Родная моя тетка Любовь Григорьевна, рожденная Шалонская, въ замужествѣ за отставнымъ полковникомъ Ѳедоромъ Ѳедоровичемъ Семигорскимъ, оставшись бездѣтною вдовою, особенно любила меня, своего племянника, сына своего меньшаго брата Николая Григорьевича Шалонскаго. Часто разсказывала она мнѣ о своей молодости, о своемъ отцѣ, моемъ дядѣ Григоріѣ Алексѣевичѣ Шалонскомъ, и о томъ, что претерпѣла она и все ея семейство въ страшный для нашего отечества 1812 годъ. Послѣ ея смерти, по завѣщанію, я оказался единственнымъ ея наслѣдникомъ.
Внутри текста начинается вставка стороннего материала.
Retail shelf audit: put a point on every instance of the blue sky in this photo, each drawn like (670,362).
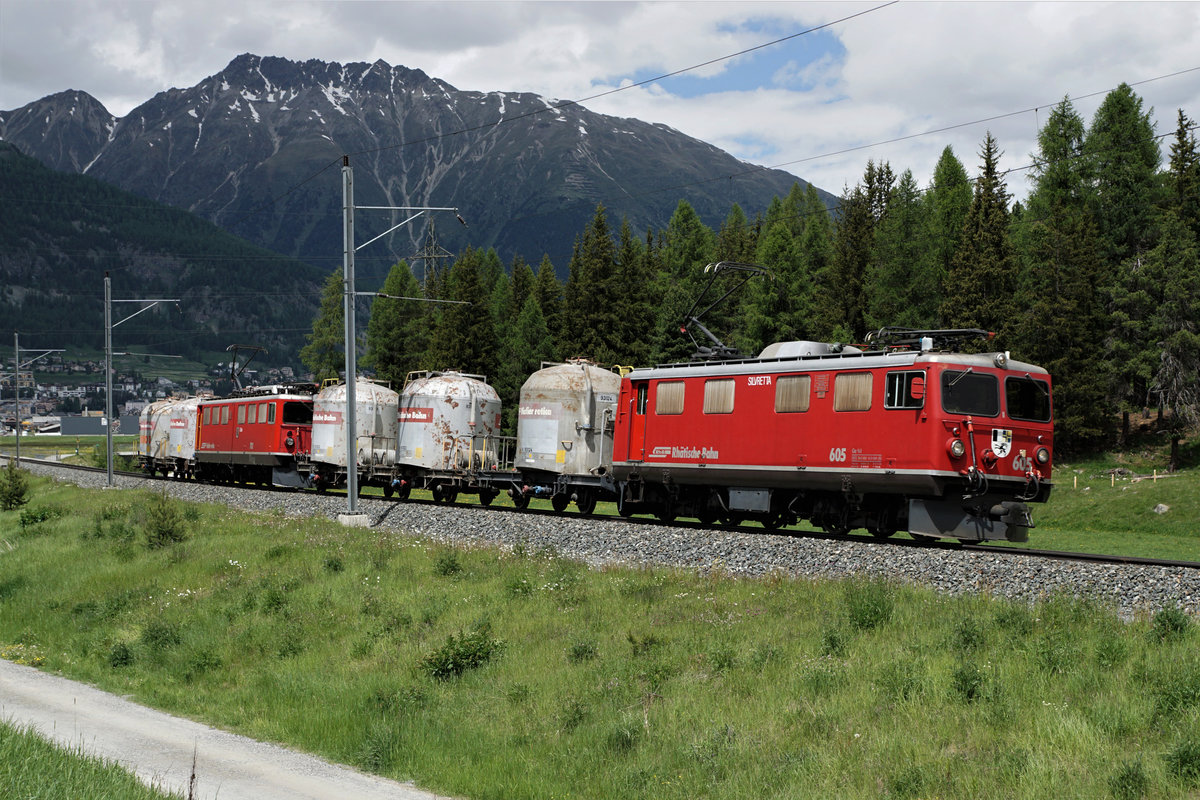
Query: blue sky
(820,104)
(779,66)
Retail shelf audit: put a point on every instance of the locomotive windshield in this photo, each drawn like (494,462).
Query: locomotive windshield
(970,392)
(1027,398)
(295,413)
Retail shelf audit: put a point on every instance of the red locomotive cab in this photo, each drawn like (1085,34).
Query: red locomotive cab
(997,422)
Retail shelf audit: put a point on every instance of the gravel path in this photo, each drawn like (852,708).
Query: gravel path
(1129,589)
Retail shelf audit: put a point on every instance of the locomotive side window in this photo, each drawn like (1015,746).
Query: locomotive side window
(719,396)
(792,394)
(669,397)
(970,392)
(905,390)
(1027,398)
(852,391)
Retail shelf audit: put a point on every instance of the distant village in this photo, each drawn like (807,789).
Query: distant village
(57,391)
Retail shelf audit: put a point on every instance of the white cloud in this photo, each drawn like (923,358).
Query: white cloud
(906,68)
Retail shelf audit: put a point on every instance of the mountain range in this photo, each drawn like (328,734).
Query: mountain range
(257,149)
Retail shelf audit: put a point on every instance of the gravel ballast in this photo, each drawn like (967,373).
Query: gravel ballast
(1129,589)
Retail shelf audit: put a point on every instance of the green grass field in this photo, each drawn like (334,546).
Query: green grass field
(483,673)
(31,768)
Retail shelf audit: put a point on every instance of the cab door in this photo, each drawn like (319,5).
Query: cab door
(637,421)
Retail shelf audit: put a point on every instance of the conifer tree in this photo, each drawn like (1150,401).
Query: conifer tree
(949,200)
(841,289)
(1125,157)
(1173,272)
(636,298)
(324,354)
(549,294)
(522,280)
(1061,300)
(904,287)
(591,295)
(688,246)
(463,335)
(978,288)
(774,310)
(736,239)
(396,331)
(1183,176)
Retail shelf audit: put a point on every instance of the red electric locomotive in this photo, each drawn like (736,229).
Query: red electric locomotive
(913,435)
(255,435)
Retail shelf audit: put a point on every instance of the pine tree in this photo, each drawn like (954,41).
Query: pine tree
(637,296)
(462,337)
(949,200)
(774,308)
(324,354)
(1173,281)
(549,294)
(1125,157)
(687,248)
(1183,176)
(522,284)
(1061,296)
(841,289)
(396,331)
(736,239)
(592,295)
(978,288)
(904,287)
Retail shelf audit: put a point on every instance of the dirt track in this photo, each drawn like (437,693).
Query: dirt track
(159,747)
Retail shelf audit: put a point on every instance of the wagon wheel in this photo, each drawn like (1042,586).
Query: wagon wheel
(883,530)
(773,521)
(586,503)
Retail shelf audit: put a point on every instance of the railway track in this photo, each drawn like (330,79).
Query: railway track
(853,539)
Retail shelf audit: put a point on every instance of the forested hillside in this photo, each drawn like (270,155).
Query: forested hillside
(63,233)
(1096,277)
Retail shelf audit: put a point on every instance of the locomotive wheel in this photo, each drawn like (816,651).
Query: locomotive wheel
(586,503)
(773,521)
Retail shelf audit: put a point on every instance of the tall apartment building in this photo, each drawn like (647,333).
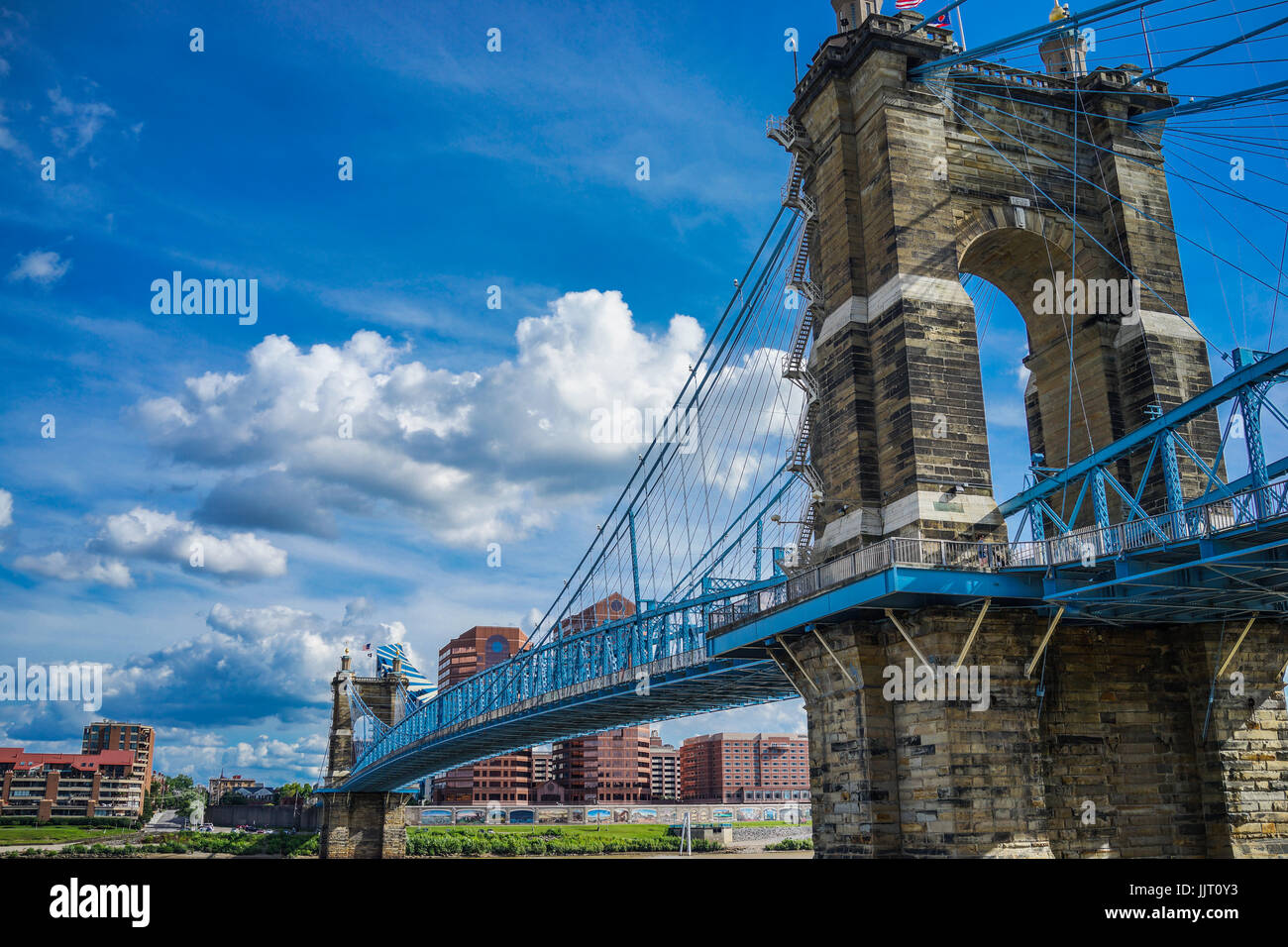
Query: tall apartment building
(501,779)
(108,735)
(745,767)
(223,785)
(609,767)
(664,768)
(48,785)
(542,767)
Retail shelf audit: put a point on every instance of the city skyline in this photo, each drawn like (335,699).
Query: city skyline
(480,176)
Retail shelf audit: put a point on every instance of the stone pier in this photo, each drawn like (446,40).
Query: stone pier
(361,825)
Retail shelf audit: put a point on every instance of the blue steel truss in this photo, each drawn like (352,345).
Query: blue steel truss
(1219,556)
(713,641)
(643,668)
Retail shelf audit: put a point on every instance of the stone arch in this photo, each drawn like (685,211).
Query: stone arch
(1016,247)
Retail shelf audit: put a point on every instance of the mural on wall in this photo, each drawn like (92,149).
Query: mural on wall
(789,813)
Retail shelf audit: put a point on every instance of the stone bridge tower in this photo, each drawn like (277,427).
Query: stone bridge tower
(909,184)
(361,825)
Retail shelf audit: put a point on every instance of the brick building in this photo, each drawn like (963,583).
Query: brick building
(48,785)
(745,767)
(108,735)
(542,767)
(610,767)
(501,779)
(664,768)
(222,785)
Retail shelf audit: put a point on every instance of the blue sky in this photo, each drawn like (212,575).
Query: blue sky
(472,169)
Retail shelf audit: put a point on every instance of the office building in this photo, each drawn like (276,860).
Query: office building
(501,779)
(745,768)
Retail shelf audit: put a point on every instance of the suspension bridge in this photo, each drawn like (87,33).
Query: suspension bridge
(820,502)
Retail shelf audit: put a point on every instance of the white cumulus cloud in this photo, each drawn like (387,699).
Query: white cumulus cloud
(477,455)
(163,538)
(94,570)
(42,266)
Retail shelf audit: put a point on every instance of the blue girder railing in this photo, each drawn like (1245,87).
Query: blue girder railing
(1247,385)
(666,637)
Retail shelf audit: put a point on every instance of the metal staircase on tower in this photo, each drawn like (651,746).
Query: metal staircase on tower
(806,296)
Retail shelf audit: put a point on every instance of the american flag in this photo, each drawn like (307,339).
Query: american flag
(911,4)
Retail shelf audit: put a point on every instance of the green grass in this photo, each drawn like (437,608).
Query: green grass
(545,840)
(791,845)
(639,828)
(183,843)
(46,835)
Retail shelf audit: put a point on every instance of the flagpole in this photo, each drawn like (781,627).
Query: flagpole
(1144,31)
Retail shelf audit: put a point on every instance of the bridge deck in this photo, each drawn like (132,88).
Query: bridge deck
(1216,561)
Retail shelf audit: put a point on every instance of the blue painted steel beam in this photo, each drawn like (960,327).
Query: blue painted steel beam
(1225,389)
(876,592)
(1038,31)
(1207,105)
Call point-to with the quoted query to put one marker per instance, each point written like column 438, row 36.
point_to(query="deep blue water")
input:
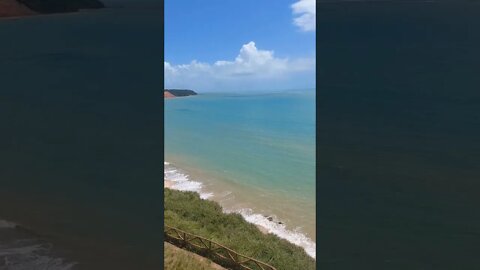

Переселясь на житье въ ея любимую усадьбу Ярославской губерніи, въ село Приволье, я нашелъ въ ея старомъ бюро отрывочныя записки и дневникъ, во многихъ мѣстахъ съ затерянными листами, но веденный въ продолженіе нѣсколькихъ лѣтъ. Эти записки и дневникъ показались мнѣ нелишенными интереса; я собралъ ихъ, привелъ въ порядокъ и пополнилъ пробѣлы по памяти изъ ея разсказовъ. Семейныя преданія столь знаменательнаго года въ исторіи земли нашей не должны, по моему мнѣнію, пропадать безслѣдно.

Отставной поручикъ

Григорій Шалонскій.

Глава I

Мы жили весну и лѣто въ подмосковной батюшкиной деревнѣ, осенью ѣзжали къ бабушкѣ въ ея имѣніе Щеглово, Калужской губерніи, и тамъ проводили всю осень, а по первому пути отправлялись зимовать въ Москву. Эта бабушка наша была мать нашей матери, очень богатая и по фамиліи Кременева. Она безвыѣздно жила въ своемъ большомъ имѣніи, недалеко отъ города Алексина. Объ ней и ея житьѣ-бытьѣ я буду говорить впослѣдствіи подробнѣе, а теперь скажу, изъ кого состояло наше семейство.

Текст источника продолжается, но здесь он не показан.